Regresso a Itália – a FATMO – No final de 1975, o padre Élio teve de regressar a Itália devido a um esgotamento físico e nervoso (hoje definido como burnout). Embora a sua saúde estivesse comprometida, o seu espírito permaneceu intacto. Após um período de recuperação em Pordenone, dedicou-se à animação missionária, organizando encontros e conferências sobre as actividades missionárias combonianas.
Em 1976, é transferido para Verona, para a comunidade do Centro Comboni Multimedia, onde funda a Finestra Aperta sul Terzo Mondo (FATMO). Trata-se de um projecto pioneiro de comunicação missionária através das rádios locais livres, que lhe permite divulgar notícias, cultura e música dos países emergentes, valorizando aspectos positivos muitas vezes negligenciados pelos meios de comunicação tradicionais. Ele constrói pessoalmente um estúdio de gravação profissional, cuidando de todos os detalhes técnicos e de conteúdo. A FATMO chega a produzir mais de duas mil programas de rádio, transmitidos por trezentas emissoras em toda a Itália.
Trento, Arco, Brescia, Verona e Castel d'Azzano – Em Julho de 1987, o padre Élio é designado para a reitoria de Trento. Ele permaneceu lá durante dois anos. Em Julho de 1989, ele estava na casa de Arco di Trento, onde vivia serenamente, dedicando-se à escrita e à poesia. Lá, ele reuniu memórias, anedotas e reflexões em um volume intitulado Sinfonia di Poemi, uma obra que testemunha sua vida intensa e suas experiências missionárias.
Em Janeiro de 1999, é transferido para Brescia, onde continua a contar, recordar e partilhar a sua experiência com os outros confrades. A sua veia criativa e curiosidade intelectual nunca diminuem, apesar da idade avançada.
Em Maio de 2003, regressou a Verona, para a comunidade de doentes do Centro «Fratel Viviani». Aqui viveu em serenidade, cultivando relações afectuosas com familiares e confrades, dedicando-se à música e ao piano, que se tornou a sua forma de oração diária e de consolação espiritual. A sua energia criativa e a sua doçura fizeram dele uma referência procurada por todos.

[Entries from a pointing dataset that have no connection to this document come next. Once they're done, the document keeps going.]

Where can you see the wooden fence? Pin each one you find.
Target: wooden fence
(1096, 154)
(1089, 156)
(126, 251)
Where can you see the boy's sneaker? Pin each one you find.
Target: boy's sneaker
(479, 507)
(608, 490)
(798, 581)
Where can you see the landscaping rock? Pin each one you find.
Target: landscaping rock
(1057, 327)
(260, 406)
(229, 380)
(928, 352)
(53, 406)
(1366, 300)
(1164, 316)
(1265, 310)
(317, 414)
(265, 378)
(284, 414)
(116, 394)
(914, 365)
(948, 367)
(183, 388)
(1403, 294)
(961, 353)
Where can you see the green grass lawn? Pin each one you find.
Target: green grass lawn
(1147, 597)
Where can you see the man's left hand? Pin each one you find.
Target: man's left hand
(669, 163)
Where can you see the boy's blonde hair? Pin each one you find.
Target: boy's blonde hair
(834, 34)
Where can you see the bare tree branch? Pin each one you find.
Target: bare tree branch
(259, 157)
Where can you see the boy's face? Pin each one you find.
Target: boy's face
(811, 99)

Em Junho de 2015, o padre Élio é transferido para o Centro «Fr. Alfredo Fiorini» em Castel d'Azzano, onde enfrenta com serenidade as dificuldades relacionadas com a idade e a saúde. Continua presente e activo na comunidade, mantendo o bom humor e a generosidade que sempre o caracterizaram. Falece com serena calma e dignidade a 21 de Junho de 2025, deixando um legado espiritual, cultural e missionário que continuará a inspirar familiares, confrades e todos aqueles que tiveram a sorte de o conhecer.
Na tarde de 24 de Junho, num radiante pôr do sol de Verão, o seu corpo é devolvido à terra e a sua alma entregue aos braços de Deus Pai. Agora está sepultado no cemitério que guarda os restos mortais de outros missionários combonianos, originários deste território trentino tão pródigo em vocações missionárias.